The Secrétariat will keep its original function but will also ensure that agreements signed between the government of Quebec and aboriginal communities are implemented effectively. Although this is a positive aspect for the Aboriginal communities included, certain nations were omitted from the Société du Plan and the Assembly of Partners, including all nations residing in the lower Saguenay Lac Saint-Jean and Côte Nord, principally the Innu and Atikamekw Nations.
While the new proposal has similar objectives and concepts it also brings about new changes that serve to make the strategy more environmentally and community friendly. One specific change that is brought by the new Plan Nord is that they feature discussions about mining in the North’s developmental issues that have arisen after the dejected first attempt of the project (8).

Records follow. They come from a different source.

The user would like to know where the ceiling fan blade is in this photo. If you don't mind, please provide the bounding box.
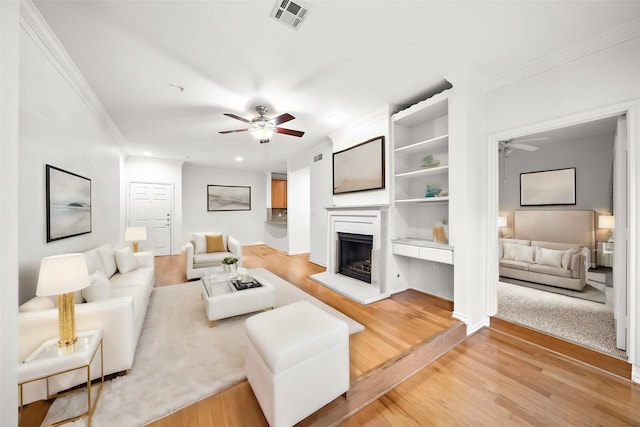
[275,127,305,137]
[511,143,539,151]
[516,136,548,143]
[219,128,250,134]
[223,113,252,124]
[271,113,295,126]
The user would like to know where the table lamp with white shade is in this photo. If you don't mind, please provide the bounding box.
[36,253,90,347]
[598,215,615,241]
[124,226,147,253]
[497,216,507,237]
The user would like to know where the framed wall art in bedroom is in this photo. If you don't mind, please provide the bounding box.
[520,167,576,206]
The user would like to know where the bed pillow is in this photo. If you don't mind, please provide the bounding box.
[502,243,518,260]
[82,271,111,302]
[562,248,576,269]
[114,246,138,274]
[514,245,535,263]
[538,248,564,268]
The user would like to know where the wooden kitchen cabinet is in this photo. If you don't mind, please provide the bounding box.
[271,179,287,208]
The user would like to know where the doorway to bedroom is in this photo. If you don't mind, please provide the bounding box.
[494,113,629,361]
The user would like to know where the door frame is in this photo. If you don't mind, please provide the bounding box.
[485,100,638,370]
[127,181,174,256]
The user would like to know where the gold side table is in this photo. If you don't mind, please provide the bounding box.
[18,329,104,426]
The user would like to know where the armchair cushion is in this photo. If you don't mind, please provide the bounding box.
[206,233,225,253]
[192,232,227,254]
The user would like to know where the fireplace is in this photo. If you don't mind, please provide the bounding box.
[338,232,373,284]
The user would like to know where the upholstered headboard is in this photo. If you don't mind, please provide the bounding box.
[513,210,595,254]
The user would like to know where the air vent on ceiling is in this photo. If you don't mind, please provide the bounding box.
[270,0,311,30]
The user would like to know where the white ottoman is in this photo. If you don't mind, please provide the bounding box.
[245,301,349,427]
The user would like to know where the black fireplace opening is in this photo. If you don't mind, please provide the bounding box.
[337,232,373,284]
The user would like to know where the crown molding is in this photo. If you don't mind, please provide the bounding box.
[487,17,640,92]
[328,104,391,144]
[20,0,125,146]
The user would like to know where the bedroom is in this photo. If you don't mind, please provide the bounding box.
[495,114,628,360]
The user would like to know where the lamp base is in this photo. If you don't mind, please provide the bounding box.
[132,241,139,253]
[57,292,78,348]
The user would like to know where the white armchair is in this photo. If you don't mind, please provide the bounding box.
[183,232,243,280]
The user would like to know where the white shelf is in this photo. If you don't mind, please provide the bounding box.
[395,134,448,155]
[395,196,449,204]
[395,165,448,178]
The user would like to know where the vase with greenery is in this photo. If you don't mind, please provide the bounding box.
[222,256,238,278]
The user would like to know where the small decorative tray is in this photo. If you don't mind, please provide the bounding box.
[230,278,262,291]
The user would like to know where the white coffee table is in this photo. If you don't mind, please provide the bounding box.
[201,271,275,327]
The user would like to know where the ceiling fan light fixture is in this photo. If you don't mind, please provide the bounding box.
[250,127,275,140]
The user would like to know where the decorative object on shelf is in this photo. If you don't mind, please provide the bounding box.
[520,167,576,206]
[421,154,441,168]
[442,219,449,242]
[36,253,90,347]
[207,184,251,211]
[425,184,442,198]
[333,136,385,194]
[598,215,615,242]
[46,164,92,242]
[124,226,147,253]
[433,223,447,244]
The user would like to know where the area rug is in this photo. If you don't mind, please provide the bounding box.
[496,281,626,360]
[42,268,364,426]
[499,276,605,303]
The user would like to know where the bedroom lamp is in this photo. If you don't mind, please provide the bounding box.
[36,253,89,348]
[598,215,615,242]
[497,216,507,237]
[125,226,147,253]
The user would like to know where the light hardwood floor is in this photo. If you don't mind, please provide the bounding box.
[20,244,640,426]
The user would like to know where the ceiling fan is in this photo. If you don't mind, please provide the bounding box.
[498,137,546,157]
[219,106,305,144]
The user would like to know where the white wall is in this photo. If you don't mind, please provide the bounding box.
[287,167,310,255]
[486,37,640,378]
[329,105,392,207]
[1,1,20,423]
[309,142,333,265]
[125,156,184,255]
[18,7,123,303]
[182,164,266,245]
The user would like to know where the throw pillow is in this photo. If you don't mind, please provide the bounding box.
[193,233,207,254]
[514,245,535,263]
[206,233,225,253]
[502,243,518,260]
[97,244,118,278]
[562,248,576,270]
[19,296,55,312]
[538,248,564,268]
[82,271,111,302]
[114,246,138,274]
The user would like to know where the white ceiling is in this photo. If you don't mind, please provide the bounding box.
[33,1,640,173]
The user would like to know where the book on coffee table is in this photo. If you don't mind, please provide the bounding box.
[230,278,263,291]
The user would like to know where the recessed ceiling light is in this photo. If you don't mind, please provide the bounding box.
[235,157,243,162]
[143,151,152,156]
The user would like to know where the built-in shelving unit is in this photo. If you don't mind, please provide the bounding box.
[391,89,453,265]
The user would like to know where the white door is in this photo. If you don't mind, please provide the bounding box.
[613,115,629,350]
[129,183,173,256]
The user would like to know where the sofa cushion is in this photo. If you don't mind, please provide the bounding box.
[82,270,111,302]
[537,247,564,267]
[109,267,154,289]
[562,248,576,270]
[84,248,106,276]
[514,245,535,263]
[97,243,118,278]
[499,259,531,271]
[206,233,225,253]
[19,296,55,312]
[529,263,573,278]
[115,246,138,274]
[193,251,233,267]
[502,243,518,260]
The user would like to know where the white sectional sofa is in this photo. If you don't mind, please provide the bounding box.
[499,238,590,291]
[18,243,155,404]
[183,232,243,280]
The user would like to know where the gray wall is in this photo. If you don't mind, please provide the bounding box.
[499,133,614,236]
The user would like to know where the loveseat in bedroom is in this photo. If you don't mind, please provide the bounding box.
[499,238,590,291]
[18,243,155,404]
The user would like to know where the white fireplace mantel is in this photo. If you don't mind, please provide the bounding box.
[310,205,389,304]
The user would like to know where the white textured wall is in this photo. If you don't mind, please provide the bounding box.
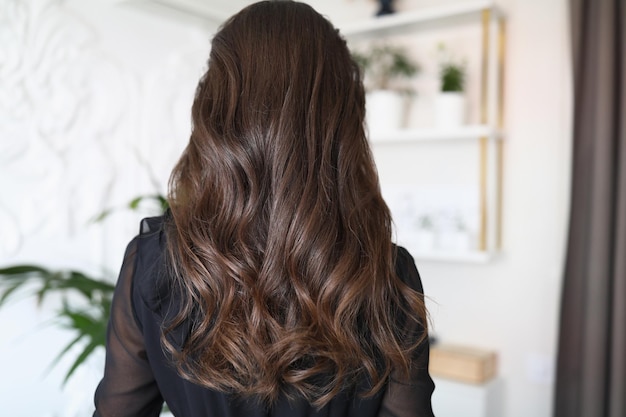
[371,1,571,417]
[0,0,571,416]
[406,1,572,417]
[0,0,208,415]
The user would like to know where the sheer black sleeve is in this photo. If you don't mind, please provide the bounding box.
[93,238,164,417]
[377,247,435,417]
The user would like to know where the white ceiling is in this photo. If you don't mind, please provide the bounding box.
[122,0,384,29]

Regarding Aboriginals nations involved, it is declared that the updated Plan Nord will include “the constitutional obligation of consultation” regarding resource development on traditional Aboriginal territory (8). Another distinct new feature brought by the new Plan Nord proposal is to address housing issues such as overcrowding in Nunavik. Among proposed measures includes the revision of Home Ownership program, an additional 90 new housing units, and the establishment of “northern housing laboratory” to stimulate research and participated in local projects (pp. 27-28).
In the 2011 strategy, Aboriginals peoples were promised priority to employment and training in industries, follow ups on environmental impacts, and establishment of a committee that would ensure the commitment of corporations (22). In 2015, the objectives concerning Aboriginal peoples target them not as individuals but as a community. In other words, the solutions are focused on changes that will support community development and create a positive environment for future generations that wish to maintain local values and way of life (27). Such targets include finding measures for properly quantifying demographic changes and take those measures into account by providing better information on labour market, promote student retention, and encourage women participation in resource development fields.

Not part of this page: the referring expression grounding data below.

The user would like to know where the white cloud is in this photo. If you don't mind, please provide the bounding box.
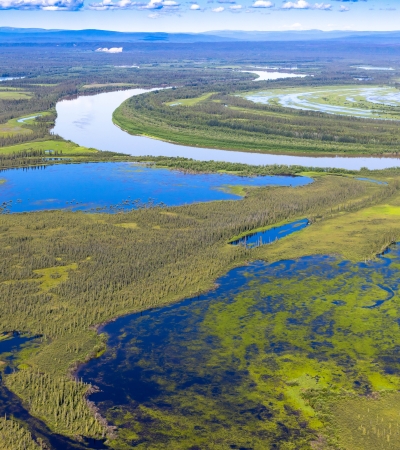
[251,0,273,7]
[314,2,330,9]
[339,4,349,11]
[89,0,178,9]
[95,47,123,53]
[0,0,82,9]
[143,0,179,8]
[282,0,331,9]
[89,0,139,9]
[229,4,241,8]
[190,3,200,8]
[212,5,223,11]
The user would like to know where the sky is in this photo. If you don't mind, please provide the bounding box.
[0,0,398,32]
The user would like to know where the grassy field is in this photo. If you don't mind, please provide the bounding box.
[0,118,33,137]
[0,170,399,446]
[0,140,98,156]
[0,90,32,100]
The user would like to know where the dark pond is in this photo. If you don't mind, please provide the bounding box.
[0,162,312,213]
[0,333,107,449]
[78,245,400,448]
[230,218,309,248]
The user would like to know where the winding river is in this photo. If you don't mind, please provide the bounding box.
[53,89,400,170]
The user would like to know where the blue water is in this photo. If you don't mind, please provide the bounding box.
[53,89,400,170]
[0,332,40,373]
[230,218,309,248]
[17,115,41,123]
[355,177,388,185]
[0,162,312,213]
[78,245,400,448]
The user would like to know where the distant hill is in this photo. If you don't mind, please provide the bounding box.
[0,29,235,44]
[0,28,399,44]
[206,30,400,42]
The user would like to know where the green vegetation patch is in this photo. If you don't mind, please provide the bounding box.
[0,140,98,156]
[34,263,78,291]
[328,393,400,449]
[166,92,215,106]
[0,90,32,100]
[0,417,40,449]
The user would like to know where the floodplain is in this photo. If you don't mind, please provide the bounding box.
[243,85,400,120]
[1,35,400,449]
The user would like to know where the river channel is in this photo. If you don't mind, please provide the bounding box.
[53,89,400,170]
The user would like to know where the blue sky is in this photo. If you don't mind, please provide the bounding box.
[0,0,398,32]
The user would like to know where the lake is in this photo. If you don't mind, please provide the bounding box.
[78,244,400,448]
[52,89,400,170]
[0,162,312,213]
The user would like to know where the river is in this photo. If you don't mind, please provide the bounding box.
[52,89,400,170]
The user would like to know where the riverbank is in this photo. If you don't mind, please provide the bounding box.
[52,88,400,170]
[113,85,400,158]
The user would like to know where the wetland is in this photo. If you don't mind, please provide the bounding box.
[2,39,400,449]
[79,244,400,449]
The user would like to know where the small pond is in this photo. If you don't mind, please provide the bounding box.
[78,245,400,448]
[0,162,311,213]
[230,218,309,248]
[0,332,40,374]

On the short term (2015-2020) the Plan Nord is offering “several ways for local and aboriginal communities to improve their quality of life, consolidate their sense of belonging and pride, and keep young people in the community”, including sufficient control over the effects the project has on the “social fabric, culture, land use and public infrastructure.” (Plan Nord, 2015, p.23) The government will develop specific planning tools to adapt to Northern Quebec’s situation, including health care and municipal infrastructure. They will also ensure that aboriginal communities “have the resources they need to revitalize their territory, manage development effectively and reap the associated benefits.”(Plan Nord, 2015, p. 23) A part of those benefits will be to increase support for cultural development.
For 2035, Plan Nord (Plan Nord, 2015, p. 22) has targeted seven main objectives regarding local and aboriginal communities:
- Broaden the reflection on the occupation of the northern territory.

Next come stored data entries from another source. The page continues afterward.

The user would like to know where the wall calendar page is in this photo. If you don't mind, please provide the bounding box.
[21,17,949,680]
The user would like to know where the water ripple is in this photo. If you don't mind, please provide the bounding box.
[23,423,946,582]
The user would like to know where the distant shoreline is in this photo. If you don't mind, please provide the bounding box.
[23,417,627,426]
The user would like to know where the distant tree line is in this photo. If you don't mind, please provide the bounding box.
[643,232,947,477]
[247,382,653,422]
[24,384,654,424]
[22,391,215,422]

- Help local and aboriginal communities plan and structure their development.
- Promote labour force training and retention in the North.
- Increase graduation rates and educational attainment in northern communities.
- Provide a more adequate response to the social needs of local populations.
- Ensure the cultural development of northern communities and highlight the cultural heritage of local communities and aboriginal nations.
- Consolidate the services provided for families and seniors living in local and aboriginal communities by supporting innovative, collaborative solutions. (22)
Government of Quebec. (2011). Plan Nord: Building Northern Quebec Together, the Project of a Generation.
Government of Quebec. (2015). The Plan Nord Towards 2035, 2015-2020 Action Plan.